A variance swap can be statically hedged with a portfolio of OTM European options, weighted according to the inverse squares of their strikes.

**In theory**, it makes it easy to calculate the fair value of a variance swap, assuming option prices are available across the entire range of strikes.

**In practice**, traded strikes are not continuous, although for major liquid indices they are closely spaced. A more serious limitation is the lack of liquidity in OTM strikes, especially for puts, as these provide a relatively large component of the variance swap price in the presence of steep put skews.

The problem with the lack of OTM puts can be seen from following through the practical example of setting up the replicating portfolio above.

The long futures position is used to create a pay-out which is equivalent to a long log contract plus realised variance.

In opposition the long options/short forward position is used to create a short log contract and pay the fixed strike.

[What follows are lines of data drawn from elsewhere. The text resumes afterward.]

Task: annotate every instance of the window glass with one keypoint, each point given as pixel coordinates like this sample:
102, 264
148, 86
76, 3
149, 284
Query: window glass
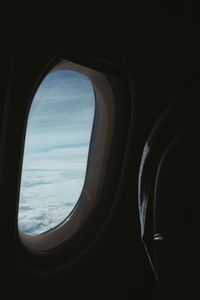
56, 150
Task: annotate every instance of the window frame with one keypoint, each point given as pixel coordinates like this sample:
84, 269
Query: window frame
31, 260
97, 160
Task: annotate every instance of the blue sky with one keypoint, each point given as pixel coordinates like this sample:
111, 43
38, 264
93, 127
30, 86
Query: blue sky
57, 140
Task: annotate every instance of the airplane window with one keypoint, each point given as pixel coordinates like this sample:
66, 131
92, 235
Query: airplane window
57, 141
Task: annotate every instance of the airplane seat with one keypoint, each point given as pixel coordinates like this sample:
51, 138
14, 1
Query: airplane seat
168, 193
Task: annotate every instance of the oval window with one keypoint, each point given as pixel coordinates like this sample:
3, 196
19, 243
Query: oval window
57, 141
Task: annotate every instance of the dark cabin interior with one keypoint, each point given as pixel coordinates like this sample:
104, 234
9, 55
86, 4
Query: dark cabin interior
155, 52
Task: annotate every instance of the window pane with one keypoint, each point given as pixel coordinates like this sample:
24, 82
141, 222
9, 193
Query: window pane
56, 150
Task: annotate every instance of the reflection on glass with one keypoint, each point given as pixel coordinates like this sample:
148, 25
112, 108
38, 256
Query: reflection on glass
56, 150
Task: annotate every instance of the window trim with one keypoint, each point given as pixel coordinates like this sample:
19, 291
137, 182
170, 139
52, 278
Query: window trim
97, 160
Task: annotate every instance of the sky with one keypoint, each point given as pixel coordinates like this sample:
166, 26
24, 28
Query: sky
56, 150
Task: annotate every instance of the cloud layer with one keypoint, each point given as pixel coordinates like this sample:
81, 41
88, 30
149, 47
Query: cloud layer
56, 150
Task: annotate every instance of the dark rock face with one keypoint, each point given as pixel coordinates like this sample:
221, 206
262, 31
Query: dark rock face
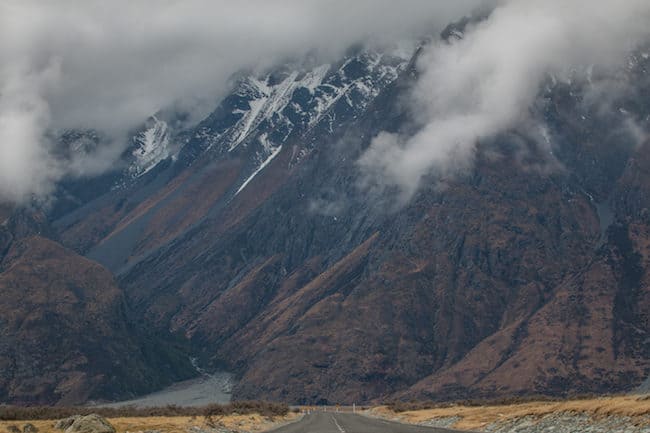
523, 275
66, 336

Supposing the market falls significantly, the delta-hedge will be long the log contract (a will hence lose), while the options should counteract this by being short the log contract. However, if not enough downside puts were used, the options portfolio will not fully reflect the short log-contract exposure needed and hence the overall hedge will lose money.

**This lack of liquidity at the wings has led to the development of conditional variance swaps** which can remove exposure to volatility once the underlying moves into areas where vanilla options are illiquid.

**In practice**, market-makers will not attempt to hedge with the entire strip of options but typically will use only two or three – including one close to the money and one or more OTM, but liquid, puts.

**Alternatively** they could approach the replicating by hedging the vega with an OTM put whose implied volatility coincides with the variance swap strike – close to the money for 1-month maturity, 95% for 3-6 months, 90% for 1-year, 85% for 2-3 years etc. In this case they would also look to buy back the wings/convexity separately.

**One problem with this kind of approach** is that the partial hedge is no longer static, and must be dynamically managed. For example if the market sells off towards the strike, the market maker will have to trade further OTM puts to ensure that their exposure to volatility, in the form of dollar-gamma, remains constant.

This makes the actual variance swap replication more akin to a combination of alternatives 2 and 3 (previously listed). Here the constant dollar gamma would be maintained by a combination of holding a portfolio which has roughly constant dollar gamma if the underlying does not move too much, and re-hedging by trading more options if the underlying does move significantly.

**Another limitation** comes from the discrete nature of adjusting the delta hedge on the close, which introduces possible errors due to large daily moves. However these moves are actually of order the cube of the move and hence are negligible for all but very large moves. Also as previously noted if interest rate changes are related to changes in the spot underlying, this can also have an impact on the ability to accurate replicate the log-contract and realised volatility.